Donald Trump's energy policy, that is likely to focus dramatically on oil and gas production, has prompted environmental activists to stand up to his fossil-fuel friendly approach which is a strong U-turn from the previous administration. Seattle financial worker Harrison Karlewicz had been considering joining an environmental activist group for a while. The day after Donald Trump won the White House, he signed up, Reuters reported.
"That was a big push for me, kind of a wakeup call," the 25-year-old said, after joining 350 Seattle, a group that stages mass protests against fossil fuel use. "I thought, 'I don't feel involved. I want to get out there.'"
During his campaign, Trump said global warming was a hoax and called for the Environmental Protection Agency to be gutted. He promised to "cancel" the Paris climate agreement between the United States and nearly 200 other countries to slow climate change, and he pledged to revive the coal industry.
Jay O'Hara, a Vermont-based climate-change activist with the Climate Disobedience Center and a mastermind behind a coal shipment blockade in 2013 that spurred more radical fossil fuel activism, said Trump's win represents an opportunity for environmentalists to focus on a clear enemy.
"In some ways, it can almost be seen as a relief," he said of Trump's win. "We are going to have a real fight here, or maybe an actual argument."

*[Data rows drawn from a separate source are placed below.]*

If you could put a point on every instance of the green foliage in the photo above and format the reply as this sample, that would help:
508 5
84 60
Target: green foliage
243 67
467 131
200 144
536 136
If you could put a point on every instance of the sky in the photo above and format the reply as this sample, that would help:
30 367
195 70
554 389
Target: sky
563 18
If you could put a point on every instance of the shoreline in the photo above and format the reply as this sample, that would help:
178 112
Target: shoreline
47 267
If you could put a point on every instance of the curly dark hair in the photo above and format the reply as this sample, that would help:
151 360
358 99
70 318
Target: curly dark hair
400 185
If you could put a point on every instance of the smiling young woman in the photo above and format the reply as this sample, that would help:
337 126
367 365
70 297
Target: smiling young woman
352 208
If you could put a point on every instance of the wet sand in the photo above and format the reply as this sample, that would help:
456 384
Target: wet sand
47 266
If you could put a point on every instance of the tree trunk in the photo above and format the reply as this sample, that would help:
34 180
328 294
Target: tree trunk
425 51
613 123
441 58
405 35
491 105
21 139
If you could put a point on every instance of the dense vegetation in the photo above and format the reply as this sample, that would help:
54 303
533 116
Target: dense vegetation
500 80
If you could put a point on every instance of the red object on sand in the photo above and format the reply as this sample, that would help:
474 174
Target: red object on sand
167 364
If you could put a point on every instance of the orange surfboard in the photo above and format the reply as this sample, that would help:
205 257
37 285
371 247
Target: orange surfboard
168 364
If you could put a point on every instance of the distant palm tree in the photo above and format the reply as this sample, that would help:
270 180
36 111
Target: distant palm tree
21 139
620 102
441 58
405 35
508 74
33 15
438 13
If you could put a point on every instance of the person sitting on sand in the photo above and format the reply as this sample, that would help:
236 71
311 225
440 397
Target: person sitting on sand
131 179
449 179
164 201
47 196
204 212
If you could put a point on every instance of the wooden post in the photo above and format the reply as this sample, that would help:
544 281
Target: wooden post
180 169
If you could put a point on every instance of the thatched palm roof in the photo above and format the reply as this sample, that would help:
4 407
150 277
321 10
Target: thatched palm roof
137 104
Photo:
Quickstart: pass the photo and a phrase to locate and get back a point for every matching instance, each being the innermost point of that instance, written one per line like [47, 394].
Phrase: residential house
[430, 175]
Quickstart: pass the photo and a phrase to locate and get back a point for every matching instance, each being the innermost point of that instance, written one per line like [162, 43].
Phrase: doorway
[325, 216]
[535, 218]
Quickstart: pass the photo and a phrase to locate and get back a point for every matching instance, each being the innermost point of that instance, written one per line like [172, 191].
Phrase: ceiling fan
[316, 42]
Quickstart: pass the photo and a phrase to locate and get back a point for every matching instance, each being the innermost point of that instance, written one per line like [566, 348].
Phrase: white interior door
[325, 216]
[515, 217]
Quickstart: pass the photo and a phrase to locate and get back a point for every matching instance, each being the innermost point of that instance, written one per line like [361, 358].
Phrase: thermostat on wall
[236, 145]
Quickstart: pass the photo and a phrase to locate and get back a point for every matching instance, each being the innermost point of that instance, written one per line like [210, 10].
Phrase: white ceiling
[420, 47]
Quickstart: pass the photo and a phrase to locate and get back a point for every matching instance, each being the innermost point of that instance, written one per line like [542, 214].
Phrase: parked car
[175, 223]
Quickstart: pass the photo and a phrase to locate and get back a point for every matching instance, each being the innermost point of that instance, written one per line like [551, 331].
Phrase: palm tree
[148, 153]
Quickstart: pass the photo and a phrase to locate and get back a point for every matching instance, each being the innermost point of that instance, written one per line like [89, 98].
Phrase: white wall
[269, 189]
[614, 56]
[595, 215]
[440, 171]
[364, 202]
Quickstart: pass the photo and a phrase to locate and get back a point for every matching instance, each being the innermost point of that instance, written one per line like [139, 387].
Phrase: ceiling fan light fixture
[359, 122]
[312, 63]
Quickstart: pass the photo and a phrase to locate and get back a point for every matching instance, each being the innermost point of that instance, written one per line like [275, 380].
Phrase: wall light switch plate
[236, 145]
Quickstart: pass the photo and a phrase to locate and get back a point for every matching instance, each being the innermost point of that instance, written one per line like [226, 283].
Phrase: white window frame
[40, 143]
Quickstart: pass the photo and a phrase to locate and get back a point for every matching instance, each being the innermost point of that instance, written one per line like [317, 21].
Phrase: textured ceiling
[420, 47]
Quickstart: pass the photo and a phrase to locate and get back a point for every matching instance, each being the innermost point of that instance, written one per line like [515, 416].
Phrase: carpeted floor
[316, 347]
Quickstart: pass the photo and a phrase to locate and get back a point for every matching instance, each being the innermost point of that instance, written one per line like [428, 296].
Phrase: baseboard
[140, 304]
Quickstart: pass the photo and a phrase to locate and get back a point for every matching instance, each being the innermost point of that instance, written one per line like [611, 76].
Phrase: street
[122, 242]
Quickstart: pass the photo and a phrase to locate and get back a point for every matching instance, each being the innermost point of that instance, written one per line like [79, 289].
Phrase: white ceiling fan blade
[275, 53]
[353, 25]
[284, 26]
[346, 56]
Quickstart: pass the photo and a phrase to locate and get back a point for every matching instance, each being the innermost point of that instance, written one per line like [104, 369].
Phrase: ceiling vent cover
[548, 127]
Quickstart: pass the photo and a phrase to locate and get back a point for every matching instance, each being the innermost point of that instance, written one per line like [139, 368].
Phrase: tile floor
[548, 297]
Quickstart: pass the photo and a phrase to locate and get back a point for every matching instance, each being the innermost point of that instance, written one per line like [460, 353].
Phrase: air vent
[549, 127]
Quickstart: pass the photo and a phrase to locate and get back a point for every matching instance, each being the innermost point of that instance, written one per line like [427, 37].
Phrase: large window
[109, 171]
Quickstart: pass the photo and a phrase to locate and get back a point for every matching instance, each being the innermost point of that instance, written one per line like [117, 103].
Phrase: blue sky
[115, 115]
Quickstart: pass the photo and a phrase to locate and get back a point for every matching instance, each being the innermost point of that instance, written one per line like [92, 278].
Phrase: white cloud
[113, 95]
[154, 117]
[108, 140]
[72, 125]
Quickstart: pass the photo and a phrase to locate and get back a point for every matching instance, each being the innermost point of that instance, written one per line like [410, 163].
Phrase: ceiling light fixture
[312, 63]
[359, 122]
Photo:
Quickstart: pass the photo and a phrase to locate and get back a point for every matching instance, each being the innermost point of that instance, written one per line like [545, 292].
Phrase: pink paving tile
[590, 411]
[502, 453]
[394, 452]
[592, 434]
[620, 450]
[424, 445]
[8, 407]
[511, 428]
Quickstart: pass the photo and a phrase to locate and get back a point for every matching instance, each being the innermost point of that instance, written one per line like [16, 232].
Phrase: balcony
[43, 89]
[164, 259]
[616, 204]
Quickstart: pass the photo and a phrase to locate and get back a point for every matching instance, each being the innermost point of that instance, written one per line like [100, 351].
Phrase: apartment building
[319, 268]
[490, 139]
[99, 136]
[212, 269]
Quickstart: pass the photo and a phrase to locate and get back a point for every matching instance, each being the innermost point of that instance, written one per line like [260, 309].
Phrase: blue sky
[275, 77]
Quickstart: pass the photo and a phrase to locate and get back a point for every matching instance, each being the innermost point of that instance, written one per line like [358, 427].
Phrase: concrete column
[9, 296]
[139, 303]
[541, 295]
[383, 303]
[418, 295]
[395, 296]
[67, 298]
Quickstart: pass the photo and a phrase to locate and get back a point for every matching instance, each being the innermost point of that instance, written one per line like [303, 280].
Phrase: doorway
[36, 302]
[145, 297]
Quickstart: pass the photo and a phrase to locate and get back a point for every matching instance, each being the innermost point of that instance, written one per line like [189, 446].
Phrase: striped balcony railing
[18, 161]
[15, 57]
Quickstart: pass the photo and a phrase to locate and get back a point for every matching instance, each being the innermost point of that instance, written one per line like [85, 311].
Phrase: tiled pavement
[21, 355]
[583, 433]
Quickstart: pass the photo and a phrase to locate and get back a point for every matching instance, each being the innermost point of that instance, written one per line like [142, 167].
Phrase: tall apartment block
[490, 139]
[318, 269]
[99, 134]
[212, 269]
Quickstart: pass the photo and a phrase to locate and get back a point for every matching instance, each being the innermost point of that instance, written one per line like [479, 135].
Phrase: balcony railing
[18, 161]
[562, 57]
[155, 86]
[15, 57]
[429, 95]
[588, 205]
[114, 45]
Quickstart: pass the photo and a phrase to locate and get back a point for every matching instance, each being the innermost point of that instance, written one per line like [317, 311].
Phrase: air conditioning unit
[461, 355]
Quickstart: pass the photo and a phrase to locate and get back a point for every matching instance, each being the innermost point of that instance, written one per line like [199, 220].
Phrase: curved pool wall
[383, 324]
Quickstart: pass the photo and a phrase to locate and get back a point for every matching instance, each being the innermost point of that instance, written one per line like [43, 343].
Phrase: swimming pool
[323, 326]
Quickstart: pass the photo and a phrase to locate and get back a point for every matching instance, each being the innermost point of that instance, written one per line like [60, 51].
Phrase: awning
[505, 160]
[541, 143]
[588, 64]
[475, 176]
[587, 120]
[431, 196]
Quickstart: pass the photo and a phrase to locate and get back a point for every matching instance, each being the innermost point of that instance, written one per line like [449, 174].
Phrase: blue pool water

Some of the well established US environmental organizations that helped draft the Obama administration's environmental initiatives, like the Clean Power Plan to curb carbon dioxide emissions, will be shifting to a defensive posture under Trump's leadership. "We'll be in the Congress, in the courts, in the boardrooms and in the streets," said Gene Karpinski, president of the Washington-based League of Conservation Voters.
Dan Farber, an environmental law professor at the University of California, Berkeley School of Law, said the best that advocates for climate change action could hope for from courts is to "play successful defense against an anti-environmental onslaught" from the new administration.
"It's a fairly grim situation," he added.